Monday, Feb. 07, 1938

Arithmetic

"When the Roman Forum fell, freedom fell!" roared Texas' old Tom Connally at his colleagues last week. The Senate was considering a petition to shut off, by invoking cloture, the filibuster that Senator Connally and his Southern friends had carried on for 17 days against the Wagner-Van Nuys Anti-Lynching Bill (TIME, Jan. 24). The cloture motion needed two thirds of the votes to succeed. It failed, 37 votes to 51.

This arithmetic clearly showed the bill's sponsors that, of the 70-odd Senators whose votes had been counted on to pass it, a respectable majority of Democrats were glad for a chance to kill it without openly voting against it. The bill's Republican supporters, who might have been expected to vote for cloture to embarrass the Democrats, decided that since their votes could not swing it they should vote against cloture as a matter of minority principle.
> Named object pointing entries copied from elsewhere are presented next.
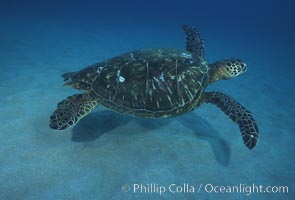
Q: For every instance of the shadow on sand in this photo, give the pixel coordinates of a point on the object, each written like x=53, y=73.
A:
x=98, y=123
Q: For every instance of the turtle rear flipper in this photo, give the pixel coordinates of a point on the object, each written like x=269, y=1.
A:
x=194, y=42
x=70, y=110
x=237, y=113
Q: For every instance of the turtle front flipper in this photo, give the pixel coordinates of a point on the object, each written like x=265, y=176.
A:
x=237, y=113
x=70, y=110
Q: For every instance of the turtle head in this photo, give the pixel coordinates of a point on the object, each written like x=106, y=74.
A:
x=226, y=69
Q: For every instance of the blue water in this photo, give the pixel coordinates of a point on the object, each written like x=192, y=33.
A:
x=40, y=40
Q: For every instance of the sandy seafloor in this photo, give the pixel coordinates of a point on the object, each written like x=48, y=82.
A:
x=107, y=150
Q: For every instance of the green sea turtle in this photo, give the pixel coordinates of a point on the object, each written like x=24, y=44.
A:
x=155, y=83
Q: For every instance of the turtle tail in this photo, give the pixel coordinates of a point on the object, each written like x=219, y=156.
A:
x=237, y=113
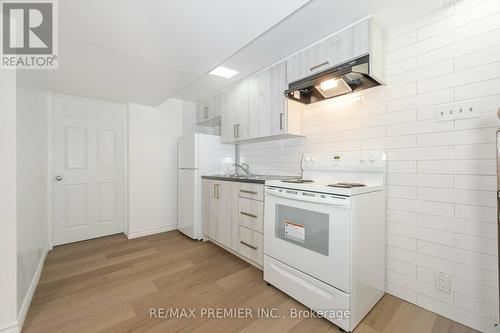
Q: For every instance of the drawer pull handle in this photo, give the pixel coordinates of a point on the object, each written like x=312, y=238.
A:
x=249, y=192
x=249, y=215
x=319, y=65
x=250, y=246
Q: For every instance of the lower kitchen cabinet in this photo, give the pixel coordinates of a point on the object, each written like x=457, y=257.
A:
x=220, y=204
x=233, y=216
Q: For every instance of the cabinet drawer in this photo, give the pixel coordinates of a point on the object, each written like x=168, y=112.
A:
x=251, y=214
x=250, y=245
x=252, y=191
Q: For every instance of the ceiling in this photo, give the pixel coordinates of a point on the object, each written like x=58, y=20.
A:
x=146, y=51
x=314, y=21
x=150, y=50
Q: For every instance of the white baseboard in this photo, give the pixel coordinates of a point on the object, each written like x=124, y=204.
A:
x=147, y=232
x=11, y=328
x=31, y=291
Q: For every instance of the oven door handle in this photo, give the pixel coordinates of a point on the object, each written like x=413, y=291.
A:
x=344, y=202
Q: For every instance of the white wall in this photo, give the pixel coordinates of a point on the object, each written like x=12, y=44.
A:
x=441, y=175
x=189, y=124
x=152, y=167
x=32, y=164
x=8, y=214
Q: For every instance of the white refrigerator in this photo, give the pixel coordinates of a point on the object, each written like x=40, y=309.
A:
x=198, y=155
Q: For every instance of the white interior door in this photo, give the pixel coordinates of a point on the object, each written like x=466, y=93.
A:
x=88, y=169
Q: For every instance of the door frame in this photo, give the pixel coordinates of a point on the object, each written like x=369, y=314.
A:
x=50, y=162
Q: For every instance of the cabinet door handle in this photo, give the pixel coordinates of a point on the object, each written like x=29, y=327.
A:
x=319, y=65
x=249, y=215
x=250, y=246
x=249, y=192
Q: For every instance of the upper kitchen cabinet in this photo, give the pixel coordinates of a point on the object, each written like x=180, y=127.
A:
x=257, y=108
x=359, y=39
x=208, y=111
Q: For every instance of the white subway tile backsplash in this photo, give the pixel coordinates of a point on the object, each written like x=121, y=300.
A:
x=435, y=28
x=478, y=275
x=432, y=180
x=401, y=242
x=420, y=259
x=474, y=90
x=457, y=225
x=485, y=119
x=477, y=58
x=441, y=176
x=402, y=67
x=475, y=290
x=389, y=142
x=401, y=292
x=476, y=244
x=421, y=100
x=401, y=216
x=457, y=137
x=462, y=167
x=419, y=286
x=427, y=153
x=401, y=166
x=479, y=27
x=418, y=232
x=401, y=41
x=454, y=254
x=401, y=192
x=459, y=48
x=474, y=182
x=475, y=151
x=479, y=213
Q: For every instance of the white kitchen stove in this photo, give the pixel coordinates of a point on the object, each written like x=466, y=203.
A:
x=324, y=235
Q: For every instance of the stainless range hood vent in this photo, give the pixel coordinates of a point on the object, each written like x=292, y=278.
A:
x=352, y=76
x=348, y=61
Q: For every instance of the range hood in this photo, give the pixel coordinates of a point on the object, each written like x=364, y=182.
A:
x=349, y=77
x=348, y=61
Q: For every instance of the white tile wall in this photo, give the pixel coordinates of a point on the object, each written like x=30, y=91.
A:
x=441, y=176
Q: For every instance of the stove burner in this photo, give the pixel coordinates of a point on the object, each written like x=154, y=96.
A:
x=347, y=185
x=297, y=181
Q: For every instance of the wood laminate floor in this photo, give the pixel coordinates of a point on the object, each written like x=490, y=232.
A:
x=110, y=284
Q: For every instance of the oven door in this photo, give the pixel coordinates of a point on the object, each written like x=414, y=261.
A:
x=310, y=232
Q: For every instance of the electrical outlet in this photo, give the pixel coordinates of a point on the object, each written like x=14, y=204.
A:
x=443, y=282
x=457, y=110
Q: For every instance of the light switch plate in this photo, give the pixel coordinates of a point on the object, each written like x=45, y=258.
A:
x=443, y=282
x=457, y=110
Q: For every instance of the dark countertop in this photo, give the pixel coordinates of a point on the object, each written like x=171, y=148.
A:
x=258, y=179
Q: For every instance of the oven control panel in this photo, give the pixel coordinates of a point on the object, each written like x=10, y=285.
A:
x=361, y=160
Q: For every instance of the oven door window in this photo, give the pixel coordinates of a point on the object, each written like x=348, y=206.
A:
x=305, y=228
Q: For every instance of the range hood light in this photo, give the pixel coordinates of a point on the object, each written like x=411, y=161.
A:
x=329, y=84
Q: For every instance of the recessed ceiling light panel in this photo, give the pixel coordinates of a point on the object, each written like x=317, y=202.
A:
x=223, y=72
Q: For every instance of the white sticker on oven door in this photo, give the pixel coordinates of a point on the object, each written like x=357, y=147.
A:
x=295, y=232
That was exactly what Filibusterer Connally had counted on. Three days later New York's Robert Wagner took the hint, prepared to sidetrack his Anti-Lynching Bill by bringing in the waiting conference report on his Wagner-Steagall Housing Amendment. When that is disposed of, the conference report on the Farm Bill will also be "privileged" over the Anti-Lynching Bill, keeping it off the floor until its sponsors can gracefully withdraw. Thus last week the legislation that the South, by hook, crook, or filibuster, has throttled in Congress for 35 years seemed to be throttled once more.